Returning to the method 800 of FIG. 11, at 806, the method can include adhering the polydopamine base layer of the patch to the predetermined location of the tissue. For example, upon contact with the predetermined location of the tissue, the base layer of the patch (e.g., the base layer 204 shown in FIG. 2) can be activated and adhere to the tissue, thereby securing (effectively gluing) the patch to the tissue at the predetermined location. In some examples, the folded or rolled patch can be loaded into the catheter (catheter 704 of FIG. 10A) such that after being pushed out of the catheter, the base layer of the patch faces the tissue.

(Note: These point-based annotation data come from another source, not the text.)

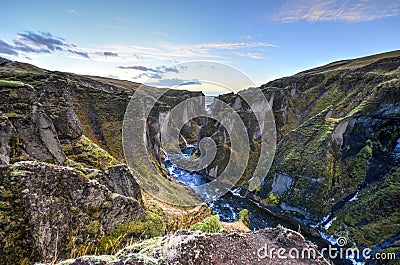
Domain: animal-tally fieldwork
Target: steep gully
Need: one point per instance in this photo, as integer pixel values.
(229, 205)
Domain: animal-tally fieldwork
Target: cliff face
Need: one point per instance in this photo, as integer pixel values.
(338, 131)
(63, 190)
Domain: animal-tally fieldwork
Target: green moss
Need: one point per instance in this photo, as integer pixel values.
(11, 84)
(93, 227)
(150, 226)
(13, 94)
(89, 155)
(244, 217)
(13, 115)
(374, 216)
(209, 225)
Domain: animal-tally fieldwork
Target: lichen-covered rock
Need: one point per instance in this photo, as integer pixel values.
(50, 212)
(55, 97)
(206, 249)
(34, 134)
(120, 180)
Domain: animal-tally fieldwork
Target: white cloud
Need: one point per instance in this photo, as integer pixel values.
(341, 10)
(252, 55)
(121, 19)
(74, 12)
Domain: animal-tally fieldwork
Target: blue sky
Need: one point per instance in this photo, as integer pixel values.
(135, 40)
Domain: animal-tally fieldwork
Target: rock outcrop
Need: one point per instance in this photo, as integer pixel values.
(337, 129)
(48, 211)
(63, 190)
(221, 248)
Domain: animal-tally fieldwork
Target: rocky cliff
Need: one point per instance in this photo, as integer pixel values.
(338, 130)
(63, 190)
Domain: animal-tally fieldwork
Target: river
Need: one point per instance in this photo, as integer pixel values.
(229, 205)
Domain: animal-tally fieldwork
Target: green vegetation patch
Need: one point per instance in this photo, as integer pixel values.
(209, 225)
(11, 83)
(88, 154)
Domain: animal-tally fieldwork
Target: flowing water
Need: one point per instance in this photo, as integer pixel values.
(229, 206)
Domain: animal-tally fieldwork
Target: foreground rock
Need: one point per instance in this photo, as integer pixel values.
(221, 248)
(48, 212)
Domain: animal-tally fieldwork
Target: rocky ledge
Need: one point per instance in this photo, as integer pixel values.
(259, 247)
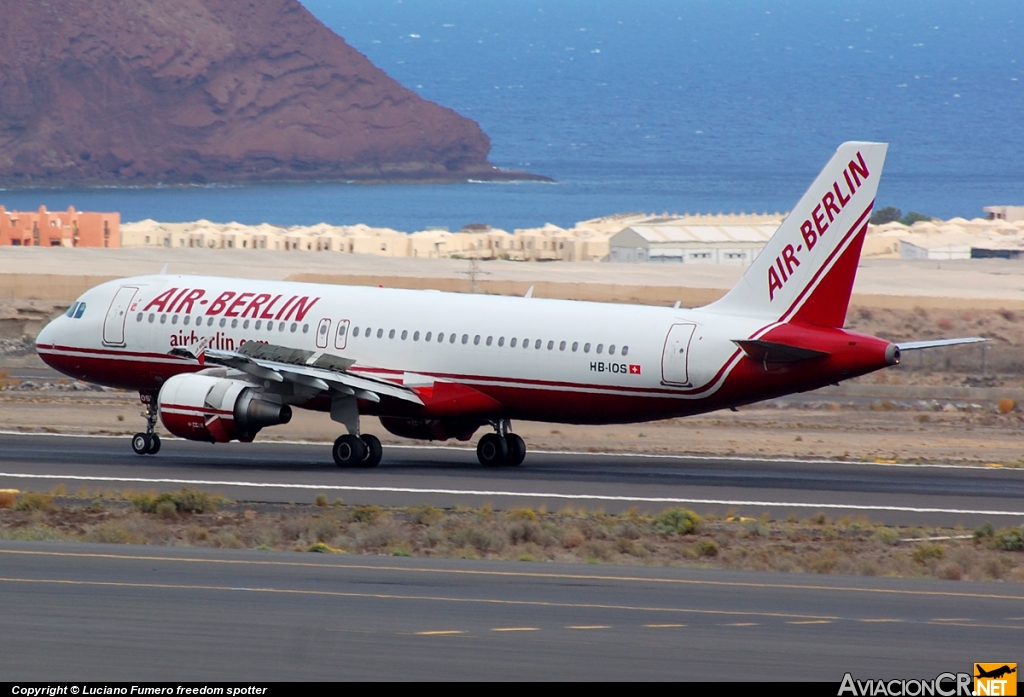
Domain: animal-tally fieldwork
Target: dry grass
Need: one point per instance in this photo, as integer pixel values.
(675, 537)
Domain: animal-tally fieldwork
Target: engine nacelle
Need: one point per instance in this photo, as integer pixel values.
(216, 409)
(430, 429)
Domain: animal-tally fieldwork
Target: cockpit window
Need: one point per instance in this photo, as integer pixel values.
(76, 311)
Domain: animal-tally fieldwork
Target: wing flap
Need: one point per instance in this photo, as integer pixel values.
(318, 371)
(936, 343)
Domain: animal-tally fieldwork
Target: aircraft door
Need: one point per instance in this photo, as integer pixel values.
(674, 359)
(341, 339)
(114, 323)
(323, 333)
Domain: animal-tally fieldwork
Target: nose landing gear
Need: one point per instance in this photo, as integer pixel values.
(502, 448)
(147, 443)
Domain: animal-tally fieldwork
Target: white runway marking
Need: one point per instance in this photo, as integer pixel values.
(648, 455)
(516, 494)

In some examples, activation of the base layer occurs by exposure of the base layer to the tissue, for example by unfolding or unrolling of the patch.

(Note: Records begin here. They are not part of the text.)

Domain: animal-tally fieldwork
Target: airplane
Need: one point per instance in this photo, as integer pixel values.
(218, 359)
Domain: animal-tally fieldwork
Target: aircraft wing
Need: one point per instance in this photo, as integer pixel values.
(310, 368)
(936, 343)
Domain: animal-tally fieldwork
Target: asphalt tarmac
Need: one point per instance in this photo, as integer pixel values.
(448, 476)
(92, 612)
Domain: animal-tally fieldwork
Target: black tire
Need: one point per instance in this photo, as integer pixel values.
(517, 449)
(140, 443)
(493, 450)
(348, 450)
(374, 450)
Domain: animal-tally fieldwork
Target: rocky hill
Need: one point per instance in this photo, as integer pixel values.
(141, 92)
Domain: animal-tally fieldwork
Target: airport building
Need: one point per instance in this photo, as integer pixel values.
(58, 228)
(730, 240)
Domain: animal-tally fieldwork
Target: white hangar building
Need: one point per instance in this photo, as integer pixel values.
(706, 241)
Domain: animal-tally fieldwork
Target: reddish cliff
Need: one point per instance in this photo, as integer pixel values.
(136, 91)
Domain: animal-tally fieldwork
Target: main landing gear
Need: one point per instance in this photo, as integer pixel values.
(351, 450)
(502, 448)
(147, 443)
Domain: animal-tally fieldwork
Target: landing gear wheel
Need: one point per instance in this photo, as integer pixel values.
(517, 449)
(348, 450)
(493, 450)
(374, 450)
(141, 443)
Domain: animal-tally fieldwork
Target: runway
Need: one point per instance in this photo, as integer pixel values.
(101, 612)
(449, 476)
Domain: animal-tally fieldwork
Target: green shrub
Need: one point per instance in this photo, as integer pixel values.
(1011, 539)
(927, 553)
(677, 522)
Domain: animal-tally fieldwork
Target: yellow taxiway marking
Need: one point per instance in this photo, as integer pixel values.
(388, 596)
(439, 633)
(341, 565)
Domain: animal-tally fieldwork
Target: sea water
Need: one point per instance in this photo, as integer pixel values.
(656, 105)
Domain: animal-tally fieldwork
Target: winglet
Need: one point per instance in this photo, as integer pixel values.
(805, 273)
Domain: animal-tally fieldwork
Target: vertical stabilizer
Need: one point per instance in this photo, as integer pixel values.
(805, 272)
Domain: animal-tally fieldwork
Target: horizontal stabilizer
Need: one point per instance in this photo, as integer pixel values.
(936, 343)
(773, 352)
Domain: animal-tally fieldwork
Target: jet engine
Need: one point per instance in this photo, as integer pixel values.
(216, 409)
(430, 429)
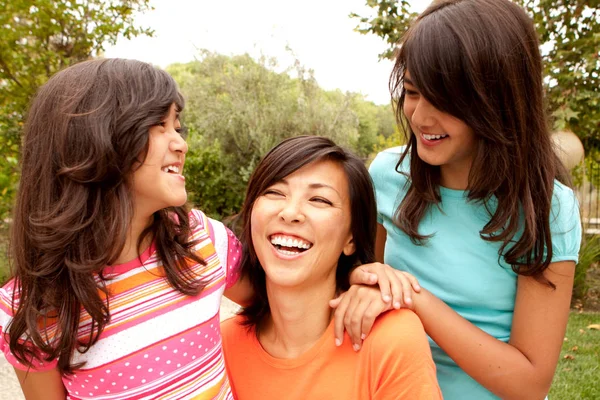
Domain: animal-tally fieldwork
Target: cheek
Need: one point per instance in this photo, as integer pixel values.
(408, 108)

After adhering to the predetermined location of the tissue (e.g., as shown in FIG. 5), the method 800 continues to 808 to release the cargo from the delivered patch into the predetermined location of the tissue to which it is adhered over a period of time in order to induce formation or growth of a tumor in the predetermined location of the tissue. For example, after contact with the tissue, the patch can begin to release its cargo controllably (e.g., at a predetermined diffusion rate that is based on a size and tortuosity of the microchannels and charge density of the hydrogel) and locally through the microchannels. By releasing its cargo controllably and substantially continuously over the period of time (e.g., 1-3 weeks or several minutes to several weeks), rather than all at once, the cargo can effectively cause cell division that is required for inducing tumor growth.

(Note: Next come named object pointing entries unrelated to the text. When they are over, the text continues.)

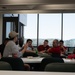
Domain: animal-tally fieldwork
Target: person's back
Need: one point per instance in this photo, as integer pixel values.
(55, 50)
(10, 49)
(2, 46)
(43, 48)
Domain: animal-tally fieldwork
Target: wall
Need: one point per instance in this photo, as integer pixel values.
(0, 28)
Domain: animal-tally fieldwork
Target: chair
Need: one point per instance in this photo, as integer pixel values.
(16, 63)
(60, 67)
(30, 54)
(48, 60)
(5, 66)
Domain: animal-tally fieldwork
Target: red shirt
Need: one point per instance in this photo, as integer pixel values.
(41, 48)
(55, 50)
(71, 56)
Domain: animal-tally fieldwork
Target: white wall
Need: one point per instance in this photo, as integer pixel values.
(0, 28)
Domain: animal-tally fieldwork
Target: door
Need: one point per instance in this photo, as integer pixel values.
(9, 24)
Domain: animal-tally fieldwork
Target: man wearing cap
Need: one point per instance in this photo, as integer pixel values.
(11, 49)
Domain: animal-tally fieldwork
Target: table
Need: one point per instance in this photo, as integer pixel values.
(34, 73)
(69, 60)
(32, 60)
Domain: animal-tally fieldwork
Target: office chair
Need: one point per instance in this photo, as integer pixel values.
(48, 60)
(60, 67)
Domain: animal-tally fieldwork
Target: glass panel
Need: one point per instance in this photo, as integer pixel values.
(49, 27)
(8, 28)
(69, 29)
(30, 30)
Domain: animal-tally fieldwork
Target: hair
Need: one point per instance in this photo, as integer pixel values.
(29, 40)
(6, 39)
(61, 41)
(45, 40)
(11, 38)
(56, 40)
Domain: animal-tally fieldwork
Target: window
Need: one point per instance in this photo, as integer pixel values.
(49, 27)
(30, 30)
(69, 29)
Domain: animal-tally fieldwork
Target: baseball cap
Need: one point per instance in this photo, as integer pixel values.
(12, 34)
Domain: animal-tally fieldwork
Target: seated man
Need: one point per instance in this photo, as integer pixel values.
(72, 56)
(55, 50)
(2, 46)
(30, 47)
(43, 48)
(11, 49)
(62, 47)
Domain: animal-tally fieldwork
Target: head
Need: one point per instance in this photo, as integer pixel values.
(61, 42)
(55, 43)
(21, 41)
(45, 43)
(29, 41)
(6, 41)
(74, 51)
(13, 36)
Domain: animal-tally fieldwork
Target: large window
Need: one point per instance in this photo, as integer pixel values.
(49, 27)
(30, 30)
(69, 29)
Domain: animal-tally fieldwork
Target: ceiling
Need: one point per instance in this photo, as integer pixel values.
(37, 6)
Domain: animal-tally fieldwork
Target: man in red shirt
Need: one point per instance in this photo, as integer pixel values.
(62, 47)
(55, 50)
(43, 48)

In some examples, the method at 808 can further include automatically degrading the patch at the target tissue over a predetermined length of time. For example, within a predetermined time period (e.g., 3-5 weeks), the patch can disappear by degradation of the hydrogel and polydopamine layer while causing little or no inflammation in the subject (e.g., at the target tissue). The patches described herein can be configured to minimize an immune response (e.g., inflammation) upon implantation at the target tissue. For example, by utilizing a biocompatible hydrogel for the patch and by containing the cargo within microchannels of the patch (which increase a surface area inside the patch), the patches described herein elicit little to no immune reaction at the implantation site.

EXAMPLES

The following examples are provided to illustrate certain particular features and/or configurations. These examples should not be construed to limit the disclosure to the particular features or configurations described.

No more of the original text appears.